Fate. Coincidence. Serendipity. As Vickey Kelly would say, with emotion brewing in her eyes, somebody had brought us all together under one roof, at that exact moment, for a very special reason.
Last week, I walked through another small, quaint downtown in Pennsylvania. The trail walks through the heart of Duncannon, following white blazes that have been painted on telephone poles and street signs. It’s an old railroad town, an old war town, and just an old, simple town that many would probably overlook. But for hikers, it’s a haven. It’s a stop on our journey north, or south, with a real hiker-friendly atmosphere offering a few restaurants, a few pubs, a laundromat, a market and an old historic hotel, called The Doyle. I approached the hotel, and beamed when I had a flashback. Ten years ago, on a sweltering hot July morning, I walked into this town, and into the hotel’s pub, a little oasis of cool air compared to the 100-degree heat outside. Now, the temperature was much more mild, and as I approached the hotel, an older man sat on a bench, calmly reading a newspaper. He casually looked up to me. “You hiking the trail,” Pat asked with a calm, kind expression, and with a tone that implied that by hiking, he meant thru-hiking. “Yes, I am,” I said, mentioning that I’d visited this hotel ten years earlier. We exchanged a few thoughts, and then he said to head inside, make myself at home, and that his wife would take care of me. I had a few packages to pick up there, a generous service that The Doyle offers for hikers, and I was most certainly excited to have a pint of lager while I sat back and enjoyed the simple pace. While enjoying my beer, the phone rang, Vickey answered, and a few seconds later I heard her say, “Yeah, she’s sitting right here.”

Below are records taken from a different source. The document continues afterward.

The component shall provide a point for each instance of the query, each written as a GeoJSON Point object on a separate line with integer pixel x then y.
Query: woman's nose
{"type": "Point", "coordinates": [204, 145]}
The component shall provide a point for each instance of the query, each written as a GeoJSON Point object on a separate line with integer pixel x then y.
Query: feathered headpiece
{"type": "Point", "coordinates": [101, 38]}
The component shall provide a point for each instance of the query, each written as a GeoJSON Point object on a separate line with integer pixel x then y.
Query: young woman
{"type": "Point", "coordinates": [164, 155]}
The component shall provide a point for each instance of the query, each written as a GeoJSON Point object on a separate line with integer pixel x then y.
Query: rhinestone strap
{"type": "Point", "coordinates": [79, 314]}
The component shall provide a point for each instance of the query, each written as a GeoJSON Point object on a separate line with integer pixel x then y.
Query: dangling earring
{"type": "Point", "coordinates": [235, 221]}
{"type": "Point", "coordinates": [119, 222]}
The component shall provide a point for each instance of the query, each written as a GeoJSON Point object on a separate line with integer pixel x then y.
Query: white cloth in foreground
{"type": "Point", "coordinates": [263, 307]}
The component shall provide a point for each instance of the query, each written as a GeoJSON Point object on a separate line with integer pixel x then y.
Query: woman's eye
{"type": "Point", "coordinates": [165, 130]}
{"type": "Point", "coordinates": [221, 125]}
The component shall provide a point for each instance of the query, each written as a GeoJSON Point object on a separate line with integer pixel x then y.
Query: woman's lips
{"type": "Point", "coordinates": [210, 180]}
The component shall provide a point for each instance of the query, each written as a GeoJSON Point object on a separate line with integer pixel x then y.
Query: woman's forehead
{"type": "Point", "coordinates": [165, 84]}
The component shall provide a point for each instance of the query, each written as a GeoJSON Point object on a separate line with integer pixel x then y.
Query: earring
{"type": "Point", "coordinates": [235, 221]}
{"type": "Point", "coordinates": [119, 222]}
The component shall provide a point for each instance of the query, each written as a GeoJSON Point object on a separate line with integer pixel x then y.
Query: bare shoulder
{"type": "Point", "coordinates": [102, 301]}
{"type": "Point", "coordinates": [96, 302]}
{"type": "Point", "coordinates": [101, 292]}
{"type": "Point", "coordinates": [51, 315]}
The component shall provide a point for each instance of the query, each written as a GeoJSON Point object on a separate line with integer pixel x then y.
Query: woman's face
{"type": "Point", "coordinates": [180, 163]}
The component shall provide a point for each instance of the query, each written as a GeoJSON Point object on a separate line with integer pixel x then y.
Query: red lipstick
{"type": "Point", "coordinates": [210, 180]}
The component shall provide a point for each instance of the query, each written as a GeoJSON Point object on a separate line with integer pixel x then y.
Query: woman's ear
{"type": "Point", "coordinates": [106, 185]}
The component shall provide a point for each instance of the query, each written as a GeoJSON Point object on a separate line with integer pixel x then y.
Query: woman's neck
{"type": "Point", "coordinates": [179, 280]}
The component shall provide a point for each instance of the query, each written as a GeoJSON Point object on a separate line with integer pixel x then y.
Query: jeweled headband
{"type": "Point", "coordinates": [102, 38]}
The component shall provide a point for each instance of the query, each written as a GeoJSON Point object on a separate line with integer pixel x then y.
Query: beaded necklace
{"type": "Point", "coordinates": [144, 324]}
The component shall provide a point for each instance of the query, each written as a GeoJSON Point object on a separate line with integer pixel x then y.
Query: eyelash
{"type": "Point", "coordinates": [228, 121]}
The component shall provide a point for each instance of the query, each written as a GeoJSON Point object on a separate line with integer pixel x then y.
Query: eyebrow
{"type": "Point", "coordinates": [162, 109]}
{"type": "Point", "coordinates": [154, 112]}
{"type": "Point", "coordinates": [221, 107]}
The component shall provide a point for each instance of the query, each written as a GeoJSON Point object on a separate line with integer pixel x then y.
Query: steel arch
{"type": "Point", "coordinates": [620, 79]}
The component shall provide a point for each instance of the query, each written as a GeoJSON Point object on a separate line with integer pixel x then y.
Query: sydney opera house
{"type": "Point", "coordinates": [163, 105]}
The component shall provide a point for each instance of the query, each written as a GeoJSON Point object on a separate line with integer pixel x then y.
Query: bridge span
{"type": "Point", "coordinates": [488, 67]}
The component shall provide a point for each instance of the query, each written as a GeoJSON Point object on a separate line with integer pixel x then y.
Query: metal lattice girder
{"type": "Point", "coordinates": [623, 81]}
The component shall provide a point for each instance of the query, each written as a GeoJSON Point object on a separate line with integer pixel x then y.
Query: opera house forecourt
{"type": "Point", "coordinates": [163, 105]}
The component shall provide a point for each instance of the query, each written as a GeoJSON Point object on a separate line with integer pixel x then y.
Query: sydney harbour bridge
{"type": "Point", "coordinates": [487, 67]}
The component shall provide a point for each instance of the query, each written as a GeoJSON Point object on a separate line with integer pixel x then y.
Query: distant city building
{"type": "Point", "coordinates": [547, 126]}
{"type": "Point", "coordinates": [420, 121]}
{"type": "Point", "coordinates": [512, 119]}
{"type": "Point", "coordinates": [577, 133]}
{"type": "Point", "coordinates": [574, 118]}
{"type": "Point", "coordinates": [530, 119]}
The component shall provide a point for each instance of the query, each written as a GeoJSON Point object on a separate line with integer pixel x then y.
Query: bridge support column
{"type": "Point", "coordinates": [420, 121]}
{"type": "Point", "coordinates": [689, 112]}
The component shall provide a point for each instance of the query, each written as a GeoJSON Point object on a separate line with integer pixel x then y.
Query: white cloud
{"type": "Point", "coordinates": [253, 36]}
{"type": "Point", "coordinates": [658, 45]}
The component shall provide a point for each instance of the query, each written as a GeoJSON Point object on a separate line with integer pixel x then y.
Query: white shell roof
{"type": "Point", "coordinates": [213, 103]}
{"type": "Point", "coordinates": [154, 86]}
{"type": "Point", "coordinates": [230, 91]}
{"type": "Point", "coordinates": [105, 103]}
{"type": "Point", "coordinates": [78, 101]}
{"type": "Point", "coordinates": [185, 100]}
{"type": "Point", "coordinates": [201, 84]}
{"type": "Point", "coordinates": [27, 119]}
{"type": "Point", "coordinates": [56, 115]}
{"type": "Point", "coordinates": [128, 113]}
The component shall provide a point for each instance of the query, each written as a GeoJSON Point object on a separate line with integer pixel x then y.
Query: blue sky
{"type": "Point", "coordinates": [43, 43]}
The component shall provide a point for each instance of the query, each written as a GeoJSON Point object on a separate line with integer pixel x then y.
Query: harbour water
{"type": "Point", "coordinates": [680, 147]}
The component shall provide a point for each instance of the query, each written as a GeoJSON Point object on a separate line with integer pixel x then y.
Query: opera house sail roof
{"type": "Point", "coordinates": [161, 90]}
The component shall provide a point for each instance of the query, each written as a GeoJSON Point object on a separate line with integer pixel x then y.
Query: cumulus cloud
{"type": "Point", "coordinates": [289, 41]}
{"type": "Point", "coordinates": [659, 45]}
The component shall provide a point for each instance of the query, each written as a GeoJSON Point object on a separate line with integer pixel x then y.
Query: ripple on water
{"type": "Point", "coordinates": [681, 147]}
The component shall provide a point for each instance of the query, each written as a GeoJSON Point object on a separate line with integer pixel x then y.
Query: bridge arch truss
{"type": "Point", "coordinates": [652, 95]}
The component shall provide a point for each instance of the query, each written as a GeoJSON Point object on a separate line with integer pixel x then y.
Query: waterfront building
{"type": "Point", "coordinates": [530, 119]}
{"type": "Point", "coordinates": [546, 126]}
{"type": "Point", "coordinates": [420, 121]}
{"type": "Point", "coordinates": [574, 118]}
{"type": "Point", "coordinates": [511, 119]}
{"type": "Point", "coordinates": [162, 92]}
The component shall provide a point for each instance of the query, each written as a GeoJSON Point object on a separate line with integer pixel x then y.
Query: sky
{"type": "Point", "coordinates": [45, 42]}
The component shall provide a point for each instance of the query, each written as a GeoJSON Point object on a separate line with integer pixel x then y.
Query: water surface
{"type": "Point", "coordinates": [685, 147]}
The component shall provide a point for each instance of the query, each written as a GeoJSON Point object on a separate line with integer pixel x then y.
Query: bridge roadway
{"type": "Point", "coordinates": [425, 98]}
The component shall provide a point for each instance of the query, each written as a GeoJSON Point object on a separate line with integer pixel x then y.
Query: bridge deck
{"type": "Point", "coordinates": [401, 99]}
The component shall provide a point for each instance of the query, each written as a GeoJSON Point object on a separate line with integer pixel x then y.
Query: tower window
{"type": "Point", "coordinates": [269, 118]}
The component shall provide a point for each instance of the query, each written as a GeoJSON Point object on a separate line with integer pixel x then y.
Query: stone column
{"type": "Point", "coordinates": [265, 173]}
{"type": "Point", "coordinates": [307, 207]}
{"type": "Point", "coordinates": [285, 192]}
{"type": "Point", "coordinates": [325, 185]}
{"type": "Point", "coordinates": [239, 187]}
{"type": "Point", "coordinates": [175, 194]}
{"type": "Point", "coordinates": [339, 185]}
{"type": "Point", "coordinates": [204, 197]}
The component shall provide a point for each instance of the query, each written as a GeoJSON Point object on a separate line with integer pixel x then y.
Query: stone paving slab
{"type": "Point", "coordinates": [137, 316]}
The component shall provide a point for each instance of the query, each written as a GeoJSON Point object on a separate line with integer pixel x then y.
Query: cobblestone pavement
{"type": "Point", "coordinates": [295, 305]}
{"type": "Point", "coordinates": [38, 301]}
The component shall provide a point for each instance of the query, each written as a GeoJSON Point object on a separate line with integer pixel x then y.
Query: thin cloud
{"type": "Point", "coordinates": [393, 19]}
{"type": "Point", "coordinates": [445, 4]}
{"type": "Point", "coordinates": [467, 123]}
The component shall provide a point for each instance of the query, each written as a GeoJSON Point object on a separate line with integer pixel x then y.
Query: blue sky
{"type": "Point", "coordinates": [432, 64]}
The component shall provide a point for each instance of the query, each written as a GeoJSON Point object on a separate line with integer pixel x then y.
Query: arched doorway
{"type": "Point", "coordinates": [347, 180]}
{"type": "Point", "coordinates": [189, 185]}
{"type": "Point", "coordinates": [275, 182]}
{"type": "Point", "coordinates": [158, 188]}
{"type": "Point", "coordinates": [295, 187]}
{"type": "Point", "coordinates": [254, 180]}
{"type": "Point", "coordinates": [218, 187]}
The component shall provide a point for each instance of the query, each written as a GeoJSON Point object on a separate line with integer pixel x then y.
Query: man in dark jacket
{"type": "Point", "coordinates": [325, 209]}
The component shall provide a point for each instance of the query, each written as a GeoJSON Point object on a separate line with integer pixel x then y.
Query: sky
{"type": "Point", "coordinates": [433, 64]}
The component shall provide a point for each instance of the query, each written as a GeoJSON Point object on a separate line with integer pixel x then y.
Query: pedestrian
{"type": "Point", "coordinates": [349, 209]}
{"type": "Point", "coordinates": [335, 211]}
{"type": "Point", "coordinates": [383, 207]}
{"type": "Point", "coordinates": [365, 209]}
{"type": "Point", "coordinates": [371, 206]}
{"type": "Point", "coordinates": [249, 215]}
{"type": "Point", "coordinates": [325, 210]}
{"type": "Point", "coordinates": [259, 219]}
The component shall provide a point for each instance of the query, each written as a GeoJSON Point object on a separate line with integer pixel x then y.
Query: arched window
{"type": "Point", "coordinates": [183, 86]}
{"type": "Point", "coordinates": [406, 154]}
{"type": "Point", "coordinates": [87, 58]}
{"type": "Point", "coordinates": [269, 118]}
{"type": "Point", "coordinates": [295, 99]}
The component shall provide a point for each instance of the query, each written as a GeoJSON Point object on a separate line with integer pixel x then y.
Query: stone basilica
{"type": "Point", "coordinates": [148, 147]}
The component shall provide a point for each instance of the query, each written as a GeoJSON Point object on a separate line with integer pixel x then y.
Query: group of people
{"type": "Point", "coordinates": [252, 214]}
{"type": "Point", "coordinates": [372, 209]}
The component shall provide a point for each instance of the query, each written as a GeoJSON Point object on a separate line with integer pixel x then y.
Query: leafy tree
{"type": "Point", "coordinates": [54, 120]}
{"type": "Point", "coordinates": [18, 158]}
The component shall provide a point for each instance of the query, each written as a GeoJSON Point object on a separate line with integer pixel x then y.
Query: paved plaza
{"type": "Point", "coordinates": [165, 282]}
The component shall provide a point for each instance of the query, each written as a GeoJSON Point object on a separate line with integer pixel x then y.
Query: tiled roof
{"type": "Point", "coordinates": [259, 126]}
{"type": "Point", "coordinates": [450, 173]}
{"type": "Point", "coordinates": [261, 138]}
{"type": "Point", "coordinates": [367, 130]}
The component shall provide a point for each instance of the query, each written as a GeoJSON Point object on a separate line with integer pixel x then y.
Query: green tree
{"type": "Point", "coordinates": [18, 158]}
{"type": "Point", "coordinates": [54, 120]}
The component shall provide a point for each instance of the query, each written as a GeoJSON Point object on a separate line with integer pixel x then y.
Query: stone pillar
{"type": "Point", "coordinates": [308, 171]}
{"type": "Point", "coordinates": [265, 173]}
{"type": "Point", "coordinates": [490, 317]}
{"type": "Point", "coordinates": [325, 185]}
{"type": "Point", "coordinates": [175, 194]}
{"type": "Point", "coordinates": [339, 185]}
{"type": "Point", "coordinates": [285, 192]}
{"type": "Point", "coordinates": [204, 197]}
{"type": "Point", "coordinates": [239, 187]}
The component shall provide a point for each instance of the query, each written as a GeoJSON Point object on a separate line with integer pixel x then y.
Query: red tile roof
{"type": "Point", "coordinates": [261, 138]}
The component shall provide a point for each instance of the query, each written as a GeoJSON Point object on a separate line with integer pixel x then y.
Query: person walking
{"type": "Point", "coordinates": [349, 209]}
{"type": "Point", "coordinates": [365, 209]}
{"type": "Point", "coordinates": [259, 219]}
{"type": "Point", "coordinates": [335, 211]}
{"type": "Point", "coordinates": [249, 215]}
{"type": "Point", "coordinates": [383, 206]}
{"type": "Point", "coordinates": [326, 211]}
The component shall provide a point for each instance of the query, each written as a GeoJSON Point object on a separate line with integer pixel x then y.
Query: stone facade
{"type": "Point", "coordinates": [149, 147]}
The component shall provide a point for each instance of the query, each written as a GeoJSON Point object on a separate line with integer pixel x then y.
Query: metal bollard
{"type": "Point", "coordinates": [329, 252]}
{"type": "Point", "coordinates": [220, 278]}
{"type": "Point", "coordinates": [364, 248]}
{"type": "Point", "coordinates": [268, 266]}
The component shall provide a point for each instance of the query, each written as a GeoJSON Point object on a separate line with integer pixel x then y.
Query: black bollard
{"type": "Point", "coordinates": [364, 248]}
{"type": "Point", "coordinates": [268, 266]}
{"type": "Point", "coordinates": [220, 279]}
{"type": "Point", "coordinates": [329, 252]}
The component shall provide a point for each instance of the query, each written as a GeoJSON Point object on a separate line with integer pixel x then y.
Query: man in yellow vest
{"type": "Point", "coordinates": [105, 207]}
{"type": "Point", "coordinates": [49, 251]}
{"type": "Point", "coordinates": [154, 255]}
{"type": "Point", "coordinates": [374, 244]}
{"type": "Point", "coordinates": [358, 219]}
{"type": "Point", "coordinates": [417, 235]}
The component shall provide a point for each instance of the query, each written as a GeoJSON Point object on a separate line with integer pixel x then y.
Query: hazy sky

Long story short, Jabba, also known as the Hiking Viking, has become a bearded legend in that he’s been hiking southbound along the Appalachian Trail since early December. It’s a ballsy feat in itself, and before setting foot on my own just-slightly-less-than-ballsy winter thru-hike, I watched his progress south with much admiration and awe. Again, long story short, which is hard for a girl who can go off on a wave of tangents, Jabba had been slackpacking this section as he’s from the area and his friends, family and girlfriend live nearby, and well, we managed to miss one another, by like an hour! (Slackpacking refers to carrying only a small day bag, or just some of your gear, and usually you end up in a bed that night so you can spend time with friends, family and girlfriends, etc.) I had been imagining the moment when I’d cross paths with this legend, excited to swap stories with someone who knows what it’s like to be a thru-hiker, and especially having coped and cursed their way through the frigid, snowbound miles of the winter, and we missed one another by an hour! But as it was, it was easy for him to catch a ride back to the Doyle Hotel that night and over two short short hours, and two pints of lager, we tried our best to fill each other in on months worth of stories. It’s a challenge, at best.
And although short, it’s a special moment that only two hikers can ever share. It only happens once, when the first northbound hiker of the year meets the first southbound hiker of the year. And it happened at The Doyle, where on an otherwise quiet Thursday, tables were filled with patrons, friends and supporters of the hotel and its owners Pat and Vickey Kelly, who faced the very real likelihood of having to shut their doors because of financial trouble.
The Doyle Hotel is an icon of the Appalachian Trail. It’s history runs back into the 1700’s, and in the 1900’s it was bought by Adolphus Busch, then later Jim Doyle, at which point it traded ownership a few more times until landing in the hands of Pat and Vickey Kelly in 2001. It’s offered a clean, simple pub menu to hikers for years, including burgers, cut-to-order fries and in-house soups. For $2.25 you can get a pint of Yuengling Lager or a few other tap choices, and for $25, you can get a simple room, with linens and towels. But after a hard, unprofitable winter, Pat and Vickey had fallen behind on their taxes, and besides keeping the bar running, much of the hotel fell into a state of disrepair.
That night, and only a few hours after their story made the front page of the newspaper, a dozen people came to donate money, and technologically-savvy friends set up a GoFundMe Campaign to raise enough money to pay off the back taxes, at which point the banks would then work with Pat and Vickey to get them back up to speed, and to finance the necessary electrical and plumbing restoration required. Additionally, both Jabba and I appeared on the local news, he the day before on ABC, and me on FOX.
So, was it coincidence that the livelihood of The Doyle, and legendary Appalachian Trail icon, sees two prominent thru-hikers walk through its front door at virtually the same time? I think not, and judging my the look in Vickey’s eyes that afternoon, somebody or something brought us all together under that roof, and at that moment, so that together, with our uncompromising love of the trail, we’d save the Doyle Hotel.
Also, The Doyle used to keep photos of all the hikers. These were pictures in a binder dated from 2006. I was such a baby! And I had really short hair.
And lastly, thank you to two of my followers who spoiled me with thoughtful care packages! Chocolate, snacks and many mini bottles of whiskey. Thank you!